Setiap layanan memiliki dasar dan aturan tertentu yang harus di taati. Karena itu pemerintah memiliki tanggungjawab untuk membuat peraturan dan menjaga peraturan tersebut agar berjalan sesuai dengan ketentuannya. Tanpa peraturan, kehidupan masyarakat akan morat-marit. Begitupun dengan dasar negara kita memberikan aturan dasar melalui UUD RI 1945. UU tersebut menjadi dasar pelaksanaan setiap penyelenggaraan pemerintah, termasuk dalam layanan. Dijelaskan dalam pelayanan kesehatan merupakan Hak Asasi Manusia, dengan demikian UUD 1945 memberikan dasar pelayanan kesehatan dengan dasar Hak Asasi Manusia yang dijelaskan dalam
98
UUD tersebut. Sebagaimana dijelaskan dalam Pasal 28 H Ayat 1, bahwa setiap warga negara memiliki hak hidup yang layak secara lahir dan batin, sejahtera, memiliki tempat tinggal dan lingkungan yang sehat dan baik, serta mendapatkan pelayanan kesehatan. Jaminan tersebut dijelaskan dalam UUD 1945 dalam ketentuan Hak Asasi Manusia. Tentu hal tersebut menjadi dasar peraturan seterusnya dalam masalah pelayanan kesehatan bagi masyarakat.
Kesehatan adalah bagian dari kesejahteraan umum yang harus diwujudkan dan diciptakan oleh pemerintah sebagai bagian dari amanah UUD 1945. Pemerintah memiliki tanggungjawab untuk membangun bangsa bukan saja dari sisi fisik bangunan, namun Sumber Daya Manusia atau secara konkrit masyarakatnya pun harus diikutsertakan. Dengan demikian dalam rangka pembanguan kesehatan secara menyelurur perlu didukung dengan sistem kesehatan nasional, termasuk membuat kebijakan dan peraturan supaya dijalankan dan sesuai dengan cita-cita bangsa. Sistem kesehatan nasional ini diwujudkan dengan membuat aturan sebagai turuan dari UUD 1945 yang mengatur segala hal yang mendukung kesehatan nasional. Terlebih dalam hal pelayanan kesehatan bagi masyarakat. Hal tersebut perlu diwujudkan dalam sebuah peraturan dan pelayanan sesuai dengan prosedur, sehingga sistem kesehatan nasional dapat diwujudkan secara baik.

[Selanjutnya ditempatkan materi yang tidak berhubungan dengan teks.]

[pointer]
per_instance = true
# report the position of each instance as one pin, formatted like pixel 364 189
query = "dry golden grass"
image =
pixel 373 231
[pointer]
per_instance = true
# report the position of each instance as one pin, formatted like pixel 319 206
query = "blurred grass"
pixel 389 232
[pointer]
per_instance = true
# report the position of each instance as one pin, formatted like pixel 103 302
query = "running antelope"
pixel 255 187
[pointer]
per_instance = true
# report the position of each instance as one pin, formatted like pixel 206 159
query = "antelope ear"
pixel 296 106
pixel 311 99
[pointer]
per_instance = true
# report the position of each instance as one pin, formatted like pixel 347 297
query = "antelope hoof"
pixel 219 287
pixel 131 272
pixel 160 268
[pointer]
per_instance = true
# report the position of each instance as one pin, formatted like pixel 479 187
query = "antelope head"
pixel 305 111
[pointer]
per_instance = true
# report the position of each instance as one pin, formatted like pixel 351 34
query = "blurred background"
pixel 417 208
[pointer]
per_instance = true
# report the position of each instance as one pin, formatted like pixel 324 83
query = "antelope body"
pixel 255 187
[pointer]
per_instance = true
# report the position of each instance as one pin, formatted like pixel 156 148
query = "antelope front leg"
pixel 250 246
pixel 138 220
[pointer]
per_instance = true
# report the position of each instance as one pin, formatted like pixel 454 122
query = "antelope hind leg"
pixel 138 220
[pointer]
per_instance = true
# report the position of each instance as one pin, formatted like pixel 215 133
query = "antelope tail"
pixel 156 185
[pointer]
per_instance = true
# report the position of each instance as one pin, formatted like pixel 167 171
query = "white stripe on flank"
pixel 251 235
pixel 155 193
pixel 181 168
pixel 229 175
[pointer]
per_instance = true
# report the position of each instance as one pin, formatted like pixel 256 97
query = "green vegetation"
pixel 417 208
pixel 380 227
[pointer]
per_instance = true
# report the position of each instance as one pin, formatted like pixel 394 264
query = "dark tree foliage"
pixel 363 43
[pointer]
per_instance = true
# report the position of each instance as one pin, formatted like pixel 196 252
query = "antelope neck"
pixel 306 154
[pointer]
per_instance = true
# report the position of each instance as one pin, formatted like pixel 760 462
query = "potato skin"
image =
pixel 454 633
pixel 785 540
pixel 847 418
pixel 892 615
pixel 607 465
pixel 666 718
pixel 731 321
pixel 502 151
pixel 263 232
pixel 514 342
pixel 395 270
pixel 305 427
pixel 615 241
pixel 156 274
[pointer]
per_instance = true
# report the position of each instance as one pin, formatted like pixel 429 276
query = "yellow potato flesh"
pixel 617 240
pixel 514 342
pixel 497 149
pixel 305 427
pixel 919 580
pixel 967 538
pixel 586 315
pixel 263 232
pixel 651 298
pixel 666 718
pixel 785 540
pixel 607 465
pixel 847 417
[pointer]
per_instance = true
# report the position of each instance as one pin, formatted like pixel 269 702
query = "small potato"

Kesehatan masyarakat merupakan modal utama dalam pembangunan akan membawa dampak terhadap pembangunan nasional, karena dengan keadaan masyarakat yang sehat baik jasmani dan rohani akan memaksimalkan pembangunan di Indonesia. Dengan berbagai upaya yang dilakukan pemerintah dalam meningkatkan kualitas dari sisi layanan kesehatan terhadap masyarakat. Upaya tersebut dapat dilihat dari berbagai program yang digelontorkan pemerintah serta peningkatan sarana maupun fasilitas kesehatan dari segala sisi, baik kebikajan sampai para program kesehatan. Sistem layanan kesehatan tersebut juga dapat dilihat dari adanya dukungan tenaga kesehatan profesioan, yang sesuai dengan kompetensinya. Karena itu, sistem kesehatan yang sudah berjalan tinggal mengawasi dan menindak jika ada pelanggaran dalam pelaksanaan layanan kesehatan masyarakat. Sistem pengawasan perlu di jaga secara konsisten baik ditingkat swasta maupun pemerintah. Karena itu, dalam sistem layanan kesehatan, perlu ada kerjasama dari seluruh elemen termasuk masyarakat. Karena tanpa
adanya laporan dari masyarakat mengenai pelanggaran layanan maupun kesehatan, sistem layanan kesehatan akan cenderung lemah.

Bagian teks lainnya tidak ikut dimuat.